それから、崔さんらしいなと思ったのは、「月は~」のオーディションの裏話を聞いたときですね。崔さんが「こいつしかいないと思った」と僕に言いながら、実は200人くらいの候補と会ってたんですよ(笑)。「会ってんじゃないですか!」って思わず突っ込みました。いい意味のずる賢さというか、人間臭さがあったなって。

――「映画の面白さ、素晴らしさを教えてくださったのが崔監督でした」とコメントを出されていました

 僕は「月は~」で、崔さんから映画の世界へ導いてもらったのですが、そのころはまだフィルムカメラで撮影をしていたんです。単館ロードショーだったので、制作費も少ないのでフィルムを無駄にできないんですね。いまだと撮っていない画はないくらい何度も撮ることもありますが、当時は違う。一枚の画が、例えば、焼けてなくなってしまったら、もう画がつながらないというような時代なんです。だから、1カット1カットみんなが必死でやっていました。役者は魂を注ぎ込んで一枚の画を生きたものにしていく。そんな感じはありましたね。

――崔さんに教わって今に生きていることは?

 エナジーを持っていなければ、人はついてこない。エナジーがなければ、何も作れない、というのは崔さんに教わったことです。

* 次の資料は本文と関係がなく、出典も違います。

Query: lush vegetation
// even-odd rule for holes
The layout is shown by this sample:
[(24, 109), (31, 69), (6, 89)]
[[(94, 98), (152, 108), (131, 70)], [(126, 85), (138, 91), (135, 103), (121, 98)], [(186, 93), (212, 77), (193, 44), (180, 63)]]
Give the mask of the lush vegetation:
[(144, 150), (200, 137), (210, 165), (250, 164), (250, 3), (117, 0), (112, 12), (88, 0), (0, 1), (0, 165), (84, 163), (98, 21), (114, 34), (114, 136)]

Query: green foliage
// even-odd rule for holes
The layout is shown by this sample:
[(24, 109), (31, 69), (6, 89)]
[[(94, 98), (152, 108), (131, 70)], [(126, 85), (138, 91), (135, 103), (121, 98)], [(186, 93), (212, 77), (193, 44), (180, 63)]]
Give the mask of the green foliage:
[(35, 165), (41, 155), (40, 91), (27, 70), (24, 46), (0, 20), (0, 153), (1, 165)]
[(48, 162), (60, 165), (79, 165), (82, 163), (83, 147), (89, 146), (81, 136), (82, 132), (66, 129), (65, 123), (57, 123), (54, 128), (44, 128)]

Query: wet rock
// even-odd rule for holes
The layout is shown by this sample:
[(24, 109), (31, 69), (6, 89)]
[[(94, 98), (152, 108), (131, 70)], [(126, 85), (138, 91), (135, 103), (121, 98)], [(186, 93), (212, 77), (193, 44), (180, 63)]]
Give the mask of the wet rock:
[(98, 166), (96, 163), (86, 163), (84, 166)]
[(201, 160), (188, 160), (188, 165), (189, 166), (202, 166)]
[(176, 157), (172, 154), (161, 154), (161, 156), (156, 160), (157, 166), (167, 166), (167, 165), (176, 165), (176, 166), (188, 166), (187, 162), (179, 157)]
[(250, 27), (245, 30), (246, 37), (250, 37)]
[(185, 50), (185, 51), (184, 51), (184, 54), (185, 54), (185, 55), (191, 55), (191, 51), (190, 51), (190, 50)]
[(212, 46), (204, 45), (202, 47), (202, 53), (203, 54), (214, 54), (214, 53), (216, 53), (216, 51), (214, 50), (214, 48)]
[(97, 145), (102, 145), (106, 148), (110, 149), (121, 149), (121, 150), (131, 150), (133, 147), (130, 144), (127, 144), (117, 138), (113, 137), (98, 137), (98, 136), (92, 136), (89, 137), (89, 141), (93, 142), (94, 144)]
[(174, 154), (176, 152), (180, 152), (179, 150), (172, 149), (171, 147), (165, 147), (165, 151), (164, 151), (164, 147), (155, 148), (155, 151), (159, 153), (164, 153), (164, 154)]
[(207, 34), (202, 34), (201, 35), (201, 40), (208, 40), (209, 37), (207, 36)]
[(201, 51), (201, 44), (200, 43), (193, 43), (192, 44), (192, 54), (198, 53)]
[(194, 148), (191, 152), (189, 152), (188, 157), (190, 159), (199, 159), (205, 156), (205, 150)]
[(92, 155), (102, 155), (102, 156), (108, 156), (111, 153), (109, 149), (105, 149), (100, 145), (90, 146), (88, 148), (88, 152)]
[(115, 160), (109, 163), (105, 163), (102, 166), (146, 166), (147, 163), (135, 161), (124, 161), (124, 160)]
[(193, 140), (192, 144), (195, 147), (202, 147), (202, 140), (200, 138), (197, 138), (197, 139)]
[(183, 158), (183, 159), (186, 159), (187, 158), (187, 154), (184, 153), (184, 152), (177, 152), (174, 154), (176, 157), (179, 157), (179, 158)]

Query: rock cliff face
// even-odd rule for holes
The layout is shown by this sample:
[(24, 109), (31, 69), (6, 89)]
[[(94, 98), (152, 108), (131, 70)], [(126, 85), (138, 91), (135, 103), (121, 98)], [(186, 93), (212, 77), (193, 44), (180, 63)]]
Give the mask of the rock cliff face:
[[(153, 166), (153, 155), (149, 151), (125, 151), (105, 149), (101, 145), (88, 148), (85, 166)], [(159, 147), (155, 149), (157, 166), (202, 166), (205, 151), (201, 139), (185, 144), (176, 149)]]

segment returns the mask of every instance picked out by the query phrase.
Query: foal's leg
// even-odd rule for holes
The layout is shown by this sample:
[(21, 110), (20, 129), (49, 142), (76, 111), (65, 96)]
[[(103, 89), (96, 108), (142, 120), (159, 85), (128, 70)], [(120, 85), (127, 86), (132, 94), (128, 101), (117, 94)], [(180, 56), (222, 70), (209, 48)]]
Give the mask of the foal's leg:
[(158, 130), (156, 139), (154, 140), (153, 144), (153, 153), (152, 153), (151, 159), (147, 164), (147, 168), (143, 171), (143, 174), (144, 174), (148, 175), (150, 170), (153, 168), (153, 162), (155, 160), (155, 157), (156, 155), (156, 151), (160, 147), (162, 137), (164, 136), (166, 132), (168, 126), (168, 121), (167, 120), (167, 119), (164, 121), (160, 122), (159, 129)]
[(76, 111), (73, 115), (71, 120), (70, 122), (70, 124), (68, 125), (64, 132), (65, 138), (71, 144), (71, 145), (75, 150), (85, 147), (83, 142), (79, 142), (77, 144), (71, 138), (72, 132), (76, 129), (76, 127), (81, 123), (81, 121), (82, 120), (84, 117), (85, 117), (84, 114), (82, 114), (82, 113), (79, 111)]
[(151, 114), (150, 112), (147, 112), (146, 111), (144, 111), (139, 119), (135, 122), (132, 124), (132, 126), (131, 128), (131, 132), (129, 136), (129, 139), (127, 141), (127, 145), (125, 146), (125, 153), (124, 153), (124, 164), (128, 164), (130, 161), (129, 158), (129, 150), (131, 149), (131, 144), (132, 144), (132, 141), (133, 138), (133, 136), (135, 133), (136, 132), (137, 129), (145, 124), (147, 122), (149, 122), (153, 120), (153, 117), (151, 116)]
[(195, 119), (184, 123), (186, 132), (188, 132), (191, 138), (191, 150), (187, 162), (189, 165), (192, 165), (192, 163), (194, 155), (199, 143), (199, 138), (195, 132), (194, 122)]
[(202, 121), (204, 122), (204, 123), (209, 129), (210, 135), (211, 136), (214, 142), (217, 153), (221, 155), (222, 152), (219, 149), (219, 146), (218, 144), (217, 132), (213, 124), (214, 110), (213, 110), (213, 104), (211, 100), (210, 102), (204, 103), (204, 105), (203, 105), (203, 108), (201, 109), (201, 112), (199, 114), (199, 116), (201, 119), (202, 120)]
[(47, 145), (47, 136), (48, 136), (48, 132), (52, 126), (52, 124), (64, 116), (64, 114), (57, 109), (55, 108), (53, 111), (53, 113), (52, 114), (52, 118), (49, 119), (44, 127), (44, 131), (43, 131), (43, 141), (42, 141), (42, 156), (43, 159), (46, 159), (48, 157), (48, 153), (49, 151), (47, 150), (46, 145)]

 それを感じたのは、「犬、走る DOG RACE」(1998年)のときですね。新宿で、青梅街道を走ってアルタ前まで行って、そこで発砲するっていうシーンを撮ったんです。崔さんを慕って協力してくれた一流のカメラマンが四方八方に散らばって、スタートの合図で崔さん自身も役者の横を一緒に走る。そして、発砲してそのまま止めておいたロケバスに乗って立ち去るっていう(笑)すごい撮影をしてましたね。

――崔さんのエナジーとは何なんでしょう?

 何て言うんですかね……、瞬発的な行動力です。「平成~」の撮影でのことですが、カメラから25メートルくらい離れたところに僕がいて、さらにそこから25メートルくらい離れたところに、10代の俳優の子がスタンバイしていたんです。本番が始まるギリギリのときに、ワッて僕に向かってすごい形相で走って来るんです。「ぶっ飛ばされるのかな」と思って身構えたら、横をすごいスピードで抜けて行って、その子のダメ出しに走ったんです。崔さんにとってはその子の芝居が想定と違っていたみたいで。一瞬にして、「赤サイ」になって、鬼の形相で走って行くんですよ(笑)。トランシーバーで伝えるとかほかの手段もあるなかで、自ら行って気持ちをぶつけていかないと気が済まないんですよね。自分の言葉で自分の熱量をしっかり伝える。それがとってもいいんです。忘れてはいけないアナログの大事な部分を教えてもらいましたね。